A wasp commonly found during the summer in Kansas has recently caught the attention of some producers. In one instance, several wasps were mistaken for wheat stem sawfly (Cephus cinctus), a significant pest of wheat that has not yet established in Kansas. Large gatherings of this wasp in a corn field also raised concerns.
Sometimes referred to as flower wasps, the five-banded tiphiid wasp (Myzinum quinquecinctum), is a harmless solitary wasp found throughout most of the country. In Kansas, it is found statewide and is most common mid to late summer. These ¾ to 1 inch long, narrow bodied wasps have dark bodies, long antennae and smoky wings (Figure 1). Yellow markings are visible on their thorax and yellow bands are present on each abdominal segment. Subtle differences set apart males and females. Male wasps have yellow legs, while females have stockier orange-red legs and wider yellow bands on their abdominal segments.
Figure 1. Male flower wasp. Photo by Anthony Zukoff, K-State Research and Extension.
While similar looking, wheat stem sawflies are present earlier in the season, have fewer yellow bands on their abdomen and an all-black thorax (Figure 2). Wheat stem sawfly is also restricted to wheat fields, while flower wasps can be found anywhere.
Figure 2. Wheat stem sawfly. Photo credit: Pat Beauzay, NDSU.
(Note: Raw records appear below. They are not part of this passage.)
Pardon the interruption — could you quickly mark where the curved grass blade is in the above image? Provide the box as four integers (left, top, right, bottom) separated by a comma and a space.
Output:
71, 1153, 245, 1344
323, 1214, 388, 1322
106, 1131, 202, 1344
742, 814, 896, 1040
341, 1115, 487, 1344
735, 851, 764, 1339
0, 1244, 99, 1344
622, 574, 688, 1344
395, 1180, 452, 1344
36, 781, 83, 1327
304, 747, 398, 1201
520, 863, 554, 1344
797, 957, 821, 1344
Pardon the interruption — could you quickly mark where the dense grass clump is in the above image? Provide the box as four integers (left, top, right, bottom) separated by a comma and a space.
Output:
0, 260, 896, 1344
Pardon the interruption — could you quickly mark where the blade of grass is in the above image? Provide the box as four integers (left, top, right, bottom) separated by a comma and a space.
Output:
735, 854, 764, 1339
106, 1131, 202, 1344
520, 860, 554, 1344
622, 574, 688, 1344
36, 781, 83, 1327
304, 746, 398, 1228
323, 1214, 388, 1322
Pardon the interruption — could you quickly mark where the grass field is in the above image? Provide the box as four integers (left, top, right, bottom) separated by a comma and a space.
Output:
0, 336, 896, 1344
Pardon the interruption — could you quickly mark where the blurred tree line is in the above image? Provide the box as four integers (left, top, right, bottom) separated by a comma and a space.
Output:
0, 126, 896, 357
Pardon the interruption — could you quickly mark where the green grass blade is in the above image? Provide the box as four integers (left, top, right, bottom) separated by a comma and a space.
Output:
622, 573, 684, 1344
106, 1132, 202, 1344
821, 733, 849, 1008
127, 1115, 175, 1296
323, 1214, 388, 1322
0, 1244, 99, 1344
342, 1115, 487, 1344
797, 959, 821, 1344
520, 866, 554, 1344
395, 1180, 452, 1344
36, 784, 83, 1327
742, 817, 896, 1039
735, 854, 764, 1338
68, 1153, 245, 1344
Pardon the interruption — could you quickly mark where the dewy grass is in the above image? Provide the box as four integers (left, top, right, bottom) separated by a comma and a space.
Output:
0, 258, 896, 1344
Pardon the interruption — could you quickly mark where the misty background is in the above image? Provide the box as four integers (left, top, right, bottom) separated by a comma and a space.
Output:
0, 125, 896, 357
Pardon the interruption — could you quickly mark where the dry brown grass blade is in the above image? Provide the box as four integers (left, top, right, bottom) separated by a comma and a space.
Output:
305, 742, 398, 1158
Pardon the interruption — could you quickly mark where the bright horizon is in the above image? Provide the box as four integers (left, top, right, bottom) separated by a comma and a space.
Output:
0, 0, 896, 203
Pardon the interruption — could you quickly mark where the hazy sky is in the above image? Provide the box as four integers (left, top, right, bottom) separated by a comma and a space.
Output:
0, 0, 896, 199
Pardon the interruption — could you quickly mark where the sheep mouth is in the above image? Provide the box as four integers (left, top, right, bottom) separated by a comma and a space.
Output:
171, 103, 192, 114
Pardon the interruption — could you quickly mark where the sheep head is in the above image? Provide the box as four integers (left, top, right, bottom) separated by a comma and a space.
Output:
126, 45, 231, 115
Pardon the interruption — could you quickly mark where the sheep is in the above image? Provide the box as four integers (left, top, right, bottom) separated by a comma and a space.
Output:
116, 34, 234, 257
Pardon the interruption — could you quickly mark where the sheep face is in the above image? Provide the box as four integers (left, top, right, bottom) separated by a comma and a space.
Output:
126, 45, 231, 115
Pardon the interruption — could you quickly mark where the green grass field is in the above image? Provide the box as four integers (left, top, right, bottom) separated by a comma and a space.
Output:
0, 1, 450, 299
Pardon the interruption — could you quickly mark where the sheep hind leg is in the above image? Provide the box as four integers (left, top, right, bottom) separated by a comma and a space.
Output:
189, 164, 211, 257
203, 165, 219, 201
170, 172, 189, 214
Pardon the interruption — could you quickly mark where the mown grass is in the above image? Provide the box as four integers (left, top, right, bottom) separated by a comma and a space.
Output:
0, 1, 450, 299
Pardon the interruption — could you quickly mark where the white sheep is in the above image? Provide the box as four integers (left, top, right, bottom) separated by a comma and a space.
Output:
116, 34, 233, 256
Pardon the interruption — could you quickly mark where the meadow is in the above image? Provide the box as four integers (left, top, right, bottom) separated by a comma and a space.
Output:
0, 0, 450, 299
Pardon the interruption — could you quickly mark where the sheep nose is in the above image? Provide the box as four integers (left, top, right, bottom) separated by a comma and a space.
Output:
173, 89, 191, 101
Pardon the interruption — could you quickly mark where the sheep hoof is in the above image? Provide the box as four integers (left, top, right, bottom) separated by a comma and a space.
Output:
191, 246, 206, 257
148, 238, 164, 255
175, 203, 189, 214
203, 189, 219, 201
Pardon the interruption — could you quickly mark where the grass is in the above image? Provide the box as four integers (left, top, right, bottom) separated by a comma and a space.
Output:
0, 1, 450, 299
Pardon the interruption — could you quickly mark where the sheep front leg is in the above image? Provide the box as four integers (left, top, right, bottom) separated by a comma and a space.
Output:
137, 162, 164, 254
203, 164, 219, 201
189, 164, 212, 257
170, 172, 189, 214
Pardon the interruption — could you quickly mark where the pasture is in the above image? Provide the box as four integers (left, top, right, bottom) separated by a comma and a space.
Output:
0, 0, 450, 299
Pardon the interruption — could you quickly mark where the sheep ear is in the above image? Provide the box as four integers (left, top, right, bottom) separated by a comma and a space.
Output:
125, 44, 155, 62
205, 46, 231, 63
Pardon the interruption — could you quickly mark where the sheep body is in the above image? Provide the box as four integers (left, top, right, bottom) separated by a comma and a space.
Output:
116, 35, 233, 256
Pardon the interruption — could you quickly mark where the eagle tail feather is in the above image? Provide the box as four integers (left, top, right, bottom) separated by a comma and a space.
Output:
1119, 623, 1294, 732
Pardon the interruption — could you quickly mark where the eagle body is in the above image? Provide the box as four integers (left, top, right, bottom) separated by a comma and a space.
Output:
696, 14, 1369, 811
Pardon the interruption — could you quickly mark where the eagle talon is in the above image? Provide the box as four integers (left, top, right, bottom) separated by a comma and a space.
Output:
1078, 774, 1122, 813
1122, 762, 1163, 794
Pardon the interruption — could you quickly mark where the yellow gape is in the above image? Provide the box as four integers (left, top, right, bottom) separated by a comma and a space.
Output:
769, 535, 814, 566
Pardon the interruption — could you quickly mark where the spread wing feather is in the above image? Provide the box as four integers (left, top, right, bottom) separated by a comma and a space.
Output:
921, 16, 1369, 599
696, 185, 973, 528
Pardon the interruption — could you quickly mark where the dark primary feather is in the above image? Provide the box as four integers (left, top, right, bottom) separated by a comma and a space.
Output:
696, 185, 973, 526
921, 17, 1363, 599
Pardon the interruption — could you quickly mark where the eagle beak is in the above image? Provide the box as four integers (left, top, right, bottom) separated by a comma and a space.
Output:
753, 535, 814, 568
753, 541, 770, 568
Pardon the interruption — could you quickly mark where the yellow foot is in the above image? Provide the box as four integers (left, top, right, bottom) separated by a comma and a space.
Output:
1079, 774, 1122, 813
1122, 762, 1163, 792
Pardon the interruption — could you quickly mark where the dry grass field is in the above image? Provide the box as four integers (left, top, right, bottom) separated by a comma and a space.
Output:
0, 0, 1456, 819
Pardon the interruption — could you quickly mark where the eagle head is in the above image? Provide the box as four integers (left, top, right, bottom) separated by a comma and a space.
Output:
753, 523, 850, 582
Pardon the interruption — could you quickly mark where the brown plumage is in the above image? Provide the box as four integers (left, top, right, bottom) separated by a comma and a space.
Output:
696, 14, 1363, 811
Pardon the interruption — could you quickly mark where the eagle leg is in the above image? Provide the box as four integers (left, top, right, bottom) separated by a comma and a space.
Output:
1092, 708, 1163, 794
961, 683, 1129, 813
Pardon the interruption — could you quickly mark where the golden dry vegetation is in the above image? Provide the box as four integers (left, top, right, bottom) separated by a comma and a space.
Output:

Both male and female flower wasps visit flowers to feed on nectar. Females are parasitoids of various scarab beetle larvae, including a below ground pest common to many fields, white grubs. These wasps have been promoted as biocontrol tools in farm and turf settings and their presence is a good indicator that natural pest control is taking place. Female wasps seek out beetle larvae in the ground, digging for them with their stocky legs. She then deposits an egg on the body of the grub and injects a neurotoxin to paralyze it. As the wasp larva develops, it will consume the beetle larva. The wasp then overwinters as a pupa below the ground and emerges as an adult the following summer. Since the populations of both the wasp and its host fluctuate yearly, the level of parasitism changes from season to season. This results in some years where many wasps successfully overwinter and emerge in large numbers.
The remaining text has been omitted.